私が暮らしにまつわることが大好きになったきっかけ。

それを考えるとき、真っ先に思い浮かぶのは

北欧を旅したことです。

 

旅日誌によれば、2002年9月3日~11日の間に

夫とふたりで デンマークスウェーデンを旅しています。

 

この頃の旅のスタイルは、世界遺産や有名な建築を訪れながら

道すがら 偶然に出会う住宅を探訪するというものでした。

世界的に有名な建築を目の前にしたときの 興奮や感動は

言うまでもありませんが、何より私たちが心躍ったのは

そこに暮らす人々が住む、名もない住宅を眺めているときでした。

当時の写真を見ても、一般住宅の写真のほうが断然多いです。
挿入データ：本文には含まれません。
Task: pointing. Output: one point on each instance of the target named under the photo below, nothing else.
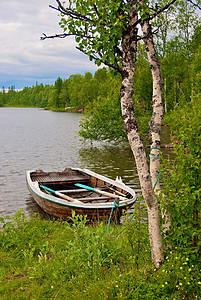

(笑)

 

街並みの美しさはもちろんのこと、すこし落ちついて細部を眺めてみますと

窓の美しさには目を見張るものがありました。

当時撮影した写真をいくつか紹介します。

 


外壁の色とカラーコーディネートされていて、形状もさまざま。

窓そのものが、家の顔だと感じました。

窓辺はカーテンや雑貨、植物で飾られ、夜になればやわらかな光が漏れて

それもまた素敵です。

 

そして旅の途中 あちこちで見かけたのは

窓ガラスを丁寧に磨く住人の姿。

北欧は暗い時期が長いから 少しでも窓辺を明るく

というのもあるでしょうが この時はまだ9月。

窓は 北欧の人々にとって いつでも大切なものなのだろう

と思ったのでした。

 

旅日誌には 窓辺についてこんなことが…。

 “   窓辺はどれも個性がいっぱい。そこに住む人の暮らしの一端を

  垣間見るようで 興味深くひとつひとつ眺める。(中略)

       道行く人を意識しながらも 自分の窓辺であることを忘れていない。“

 

この頃から 窓ガラスやサッシ周りは

まめに掃除するようになりました。

あのとき見た素敵な窓そのものは持って帰れなくても

北欧の人々の精神は いつか自分のものにできると思ったからでした。

 

さて、いま一度旅日誌に目を戻しますと

こう書いてあります。

 “デンマークの人は リラックスするのが上手。街には至るところに

 広場や公園がある。ベンチの数もとっても多い。

 カフェでコーヒーを買って 芝生にブランケットをさっと広げて 

 たちまちくつろぎの場所をつくってしまう。

 おしゃべりしたり 読書したり ただぼんやりしていたり。

 思い思いの過ごし方。楽しむのが上手いし、慣れている………”

 

確かにそうでした。

また そういうシーンは、街の中だけでなく 

庭のちょっとした木陰やバルコニーでも見かけました。

小さなテーブルと椅子さえあれば そこはもう

ダイニングにもリビングにもなるのだと。

目から鱗でした。

楽しむのに広さなんて関係ないよ

その頃の私は 今と変わらずインテリア好きではありましたが
暮らしを愛していたかと言えば そうではなかったかもしれません。

楽しみは 家の外にある。

そんなふうに思っていた気がします。

だからでしょうか。 

暮らしを自然に楽しむ北欧の人々の姿を目の当たりにして

私は 北欧に恋ではなく 嫉妬してしまいました。(笑)

この旅は 甘美な時間と一緒に

言いようのない焦りと 憧れと 嫉妬とが

綯交ぜになった感情を 私にくれたのでした。

 

他にも 照明について考えを深めるきっかけや



家と植栽との関係について考えるきっかけも もらいました。

 

あれから 22年近くの歳月が過ぎました。

当時の私が 今の私の暮らしを見てどう思うかは

わかりませんが、暮らしの中に楽しみを見つけたい

と思う気持ちは いまなお継続中。

ときには なんにもしたくない 一日中寝ていたい

なんて日もありますが それもまた私、暮らしの一部なんだなあ。

 

すぅっと通り過ぎてしまうこともあれば

ひょいと つかまえることもできる。

与えられるものではなく 見つけるもの。

それが 暮らしの楽しみなんだと思います。

 

北欧旅のお土産。いろんな色の日があるから 人生はカラフルになるんだな。